From d6f419af53abbee95a867e21484643a69619c8ce Mon Sep 17 00:00:00 2001
From: Tim Ledbetter <tim.ledbetter@ladybird.org>
Date: Mon, 7 Jul 2025 14:43:28 +0100
Subject: [PATCH] Meta: Add `--wpt-base-url` option to the WPT importer

This allows files to be downloaded locally by first running:
`./Meta/WPT.sh serve` then importing with
`--wpt-base-url http://web-platform.test:8000`.
---
 Meta/WPT.sh             | 15 ++++++++++++---
 Meta/import-wpt-test.py | 21 +++++++++++++--------
 2 files changed, 25 insertions(+), 11 deletions(-)

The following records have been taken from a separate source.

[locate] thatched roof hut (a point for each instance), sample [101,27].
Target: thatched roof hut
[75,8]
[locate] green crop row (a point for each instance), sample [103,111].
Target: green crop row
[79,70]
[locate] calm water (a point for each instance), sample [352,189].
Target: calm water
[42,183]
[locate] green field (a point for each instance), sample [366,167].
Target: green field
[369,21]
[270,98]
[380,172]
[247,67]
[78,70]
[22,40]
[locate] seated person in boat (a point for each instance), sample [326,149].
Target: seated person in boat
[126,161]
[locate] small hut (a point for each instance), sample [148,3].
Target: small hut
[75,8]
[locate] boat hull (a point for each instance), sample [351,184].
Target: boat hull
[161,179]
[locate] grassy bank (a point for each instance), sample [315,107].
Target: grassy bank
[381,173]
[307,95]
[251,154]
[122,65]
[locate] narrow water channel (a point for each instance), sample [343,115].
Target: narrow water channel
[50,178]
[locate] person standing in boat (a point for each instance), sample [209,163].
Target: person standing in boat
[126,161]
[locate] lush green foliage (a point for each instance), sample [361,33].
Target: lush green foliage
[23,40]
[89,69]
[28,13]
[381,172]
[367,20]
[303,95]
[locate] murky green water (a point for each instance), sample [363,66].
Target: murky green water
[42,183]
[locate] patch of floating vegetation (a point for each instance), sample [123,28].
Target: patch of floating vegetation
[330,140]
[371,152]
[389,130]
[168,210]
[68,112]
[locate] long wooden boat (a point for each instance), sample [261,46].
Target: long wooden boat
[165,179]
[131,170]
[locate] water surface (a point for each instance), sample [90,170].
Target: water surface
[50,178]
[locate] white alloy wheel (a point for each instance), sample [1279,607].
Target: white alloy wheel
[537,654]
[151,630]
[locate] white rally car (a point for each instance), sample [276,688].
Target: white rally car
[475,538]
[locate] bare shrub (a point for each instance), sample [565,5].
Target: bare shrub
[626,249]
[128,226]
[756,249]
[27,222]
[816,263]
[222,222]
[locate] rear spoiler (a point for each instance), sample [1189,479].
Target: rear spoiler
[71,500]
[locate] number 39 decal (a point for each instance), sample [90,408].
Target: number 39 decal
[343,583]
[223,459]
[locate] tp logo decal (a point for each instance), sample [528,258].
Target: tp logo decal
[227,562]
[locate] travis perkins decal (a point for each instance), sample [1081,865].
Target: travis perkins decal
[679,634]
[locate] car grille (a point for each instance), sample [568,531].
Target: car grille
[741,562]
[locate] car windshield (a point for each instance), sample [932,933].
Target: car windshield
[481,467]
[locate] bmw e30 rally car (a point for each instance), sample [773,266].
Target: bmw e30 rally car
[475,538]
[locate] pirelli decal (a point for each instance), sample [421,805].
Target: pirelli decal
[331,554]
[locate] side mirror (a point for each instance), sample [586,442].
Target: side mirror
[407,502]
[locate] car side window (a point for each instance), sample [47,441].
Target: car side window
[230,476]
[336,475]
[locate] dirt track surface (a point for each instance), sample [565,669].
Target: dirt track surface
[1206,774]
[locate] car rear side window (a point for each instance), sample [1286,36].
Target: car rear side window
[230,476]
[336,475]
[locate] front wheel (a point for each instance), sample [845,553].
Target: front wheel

diff --git a/Meta/WPT.sh b/Meta/WPT.sh
index dd80467df7c..24457bb9a91 100755
--- a/Meta/WPT.sh
+++ b/Meta/WPT.sh
@@ -659,10 +659,19 @@ if [[ "$CMD" =~ ^(update|clean|run|serve|compare|import|list-tests)$ ]]; then
             serve_wpt
             ;;
         import)
-            if [ "$1" = "--force" ]; then
+            while [[ "$1" =~ ^--(force|wpt-base-url)$ ]]; do
+                if [ "$1" = "--wpt-base-url" ]; then
+                    if [ -z "$2" ]; then
+                        echo "Missing argument for --wpt-base-url"
+                        usage
+                    fi
+                    IMPORT_ARGS+=( "--wpt-base-url=$2" )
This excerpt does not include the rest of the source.